Originally created 01/09/06

Multimanaged funds have advantages



When you think about who is managing your mutual fund, you might imagine a single person making most of the decisions. But portfolios often are divided among a team of people, or even split between subadvisers with dramatically different investing styles, an approach known in the fund world as multimanagement.

For small investors, there can be some advantages to having your dollars divvied up among different managers, said Russ Kinnel, the director of funds research at Morningstar Inc. Unlike offerings that are team-managed - meaning they're run by a group of people working under the same roof - funds that use a multimanager approach seek subadvisers with different investment strategies, styles and research, which can diversify risk and smooth out volatility.

"There are some positives to multimanagement; one is you get diversification of strategies and investments," Mr. Kinnel said. "What you're doing is diversifying at another meaningful level that you'd have to pick separate funds to do."

If you invest in offerings from companies like Fidelity Investments, American Funds or T. Rowe Price, you probably haven't run across portfolios that take this approach, because these shops manage most or all of their money in-house. Prominent fund providers that outsource the management of funds to subadvisers include the Vanguard Group, Masters' Select Funds and American Beacon Advisors, a subsidiary of AMR Corp. which grew out of American Airlines' pension fund.

One advantage of multimanaged funds is that they often allow small investors to place their money with excellent professional managers who they might not have access to otherwise, said Wayne Wicker, the chief investment officer of Vantagepoint Funds, a family of offerings for public employees that uses the approach. They also eliminate the risk that comes with putting all your eggs in one basket.

"When constructing multi-managed portfolios, we're really focused on finding the best stock pickers we can in the country. We're focused on top managers," Mr. Wicker said. "But what really differentiates a multimanaged fund is to find good ones with low correlation to one another. While one manager may be out of sync, the other two may be doing just fine."

Best known for its index funds, Vanguard also offers 26 actively managed equity funds, most of which are run by carefully chosen outside subadvisers. Of these, 11 are multimanaged, including Vanguard Windsor II (VWNFX), a $42 billion mid-and-large-cap value portfolio run by five different sub-advisers who each take a different approach. Jim Barrow, of Barrow, Hanley, Mewhinney & Strauss, is in charge of about 60 percent of this fund, while the other four sub-advisers handle pieces ranging from 5 percent to 15 percent, said Joe Brennan, the principal in Vanguard's portfolio review group, the team that monitors external advisers.

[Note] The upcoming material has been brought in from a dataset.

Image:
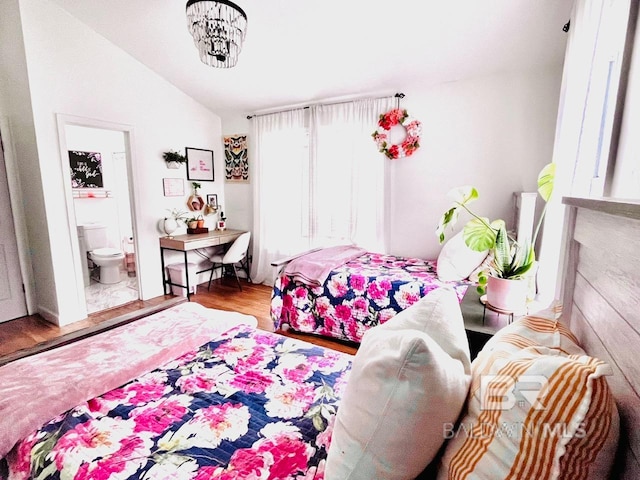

"We hire firms that manage pieces of the funds independent of one another," Mr. Brennan said. "They're not really sharing ideas. We're employing managers with the best ideas and approach and putting them in one fund. This reduces the risk that comes from just one adviser or strategy."

If it's done right, the multimanager approach can help temper short-term volatility without sacrificing returns in the long run, Mr. Brennan said. The idea is to combine managers with styles that are different enough that their periods of out-performance come at different times.